The IRS has reached an agreement to share taxpayer information with immigration authorities, allowing them to identify immigrants they may wish to deport, according to court filings from April 8, 2025. This decision is seen as a win for the Trump administration, which has been aggressively pushing for deportations, but it has sparked backlash from immigrant rights groups.
The IRS allows many undocumented immigrants to pay taxes, which benefits their immigration cases and contributes to U.S. federal programs like Social Security.
In 2025, failing to pay taxes could result in penalties, interest, and the IRS potentially seizing assets.
If taxes aren’t paid by the deadline (April 15 for most, except for 13 states with extensions), the IRS can initiate a process that may include asset seizure. The IRS can levy bank accounts, wages, rental income, pensions, Social Security benefits, and even life insurance. Physical property like cars or homes can also be targeted.

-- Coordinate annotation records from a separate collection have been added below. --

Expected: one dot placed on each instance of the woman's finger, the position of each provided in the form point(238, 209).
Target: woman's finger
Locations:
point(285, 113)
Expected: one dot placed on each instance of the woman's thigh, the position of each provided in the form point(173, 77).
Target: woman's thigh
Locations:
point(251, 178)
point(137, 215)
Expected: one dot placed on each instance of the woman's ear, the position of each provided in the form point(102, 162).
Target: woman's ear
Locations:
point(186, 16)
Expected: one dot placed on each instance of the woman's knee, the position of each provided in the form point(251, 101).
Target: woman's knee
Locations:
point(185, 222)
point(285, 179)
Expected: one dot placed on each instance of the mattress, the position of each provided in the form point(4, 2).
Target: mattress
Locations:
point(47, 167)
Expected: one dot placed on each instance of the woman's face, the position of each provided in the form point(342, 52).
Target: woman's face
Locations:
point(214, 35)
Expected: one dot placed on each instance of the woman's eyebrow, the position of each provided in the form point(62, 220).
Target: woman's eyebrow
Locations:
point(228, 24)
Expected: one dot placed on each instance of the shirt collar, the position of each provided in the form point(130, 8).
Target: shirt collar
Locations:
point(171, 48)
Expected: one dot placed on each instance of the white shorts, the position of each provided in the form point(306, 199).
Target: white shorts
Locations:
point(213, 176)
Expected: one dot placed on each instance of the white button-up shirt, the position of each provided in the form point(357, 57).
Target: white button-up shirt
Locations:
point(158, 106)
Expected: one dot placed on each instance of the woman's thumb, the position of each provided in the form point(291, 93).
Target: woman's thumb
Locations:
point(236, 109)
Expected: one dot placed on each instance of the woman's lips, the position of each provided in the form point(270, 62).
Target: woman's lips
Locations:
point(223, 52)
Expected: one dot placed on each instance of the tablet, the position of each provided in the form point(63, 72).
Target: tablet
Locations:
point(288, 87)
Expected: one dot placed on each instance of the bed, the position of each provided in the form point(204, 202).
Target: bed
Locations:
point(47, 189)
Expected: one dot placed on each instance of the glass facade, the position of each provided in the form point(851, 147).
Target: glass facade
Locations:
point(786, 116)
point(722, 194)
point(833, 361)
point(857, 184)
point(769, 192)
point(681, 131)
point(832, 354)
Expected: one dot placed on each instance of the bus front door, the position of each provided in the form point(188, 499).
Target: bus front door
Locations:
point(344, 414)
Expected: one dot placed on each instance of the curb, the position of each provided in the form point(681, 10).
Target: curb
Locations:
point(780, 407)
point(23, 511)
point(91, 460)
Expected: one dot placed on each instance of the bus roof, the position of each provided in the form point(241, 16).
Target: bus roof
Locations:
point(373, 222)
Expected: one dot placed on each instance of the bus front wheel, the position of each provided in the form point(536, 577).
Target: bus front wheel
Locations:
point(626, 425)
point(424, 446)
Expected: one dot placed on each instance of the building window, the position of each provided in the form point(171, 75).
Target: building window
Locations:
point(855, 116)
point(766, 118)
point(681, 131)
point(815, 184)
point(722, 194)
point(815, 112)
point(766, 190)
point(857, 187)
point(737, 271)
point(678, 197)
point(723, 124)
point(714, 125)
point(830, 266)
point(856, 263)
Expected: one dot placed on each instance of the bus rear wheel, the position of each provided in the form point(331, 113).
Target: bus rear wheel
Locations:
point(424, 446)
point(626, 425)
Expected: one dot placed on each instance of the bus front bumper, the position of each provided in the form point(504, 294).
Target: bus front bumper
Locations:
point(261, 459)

The IRS is required to notify taxpayers about their debt, issue a formal levy notice, and offer a chance for a hearing before proceeding.
The IRS can seize funds from a bank account for unpaid taxes, sending a “Final Notice of Intent to Levy” (Letter 1058) before the seizure occurs. If the IRS takes wages, a portion of your income will be sent directly to the IRS each pay period until the debt is settled or the levy is lifted. If the IRS places a levy on a bank account, the funds will be frozen, and the bank may charge a $100 processing fee. Any new deposits after the levy may be accessed, and a portion of your wages may be exempt, ensuring you still receive an income. If this causes financial hardship, there are ways to appeal to the IRS.
The IRS can also seize property like homes, vehicles, and land to satisfy tax debts. These items are sold at auction, and if the proceeds don’t cover the debt, the taxpayer is still responsible for the remaining balance. Taxpayers may be able to reclaim property before it is auctioned, but they must pay the winning bid price plus 20% interest per year. The IRS can also withdraw funds from a bank account held by a third party if the taxpayer is listed as a beneficiary or account holder. Business owners must surrender property belonging to someone under a levy but are not allowed to seize death benefits or Supplemental Security Income (SSI).
Levies do not happen immediately. First, a notice is sent outlining the amount due, followed by a final warning with the intention to levy. If there is still no payment or agreement, the state may step in.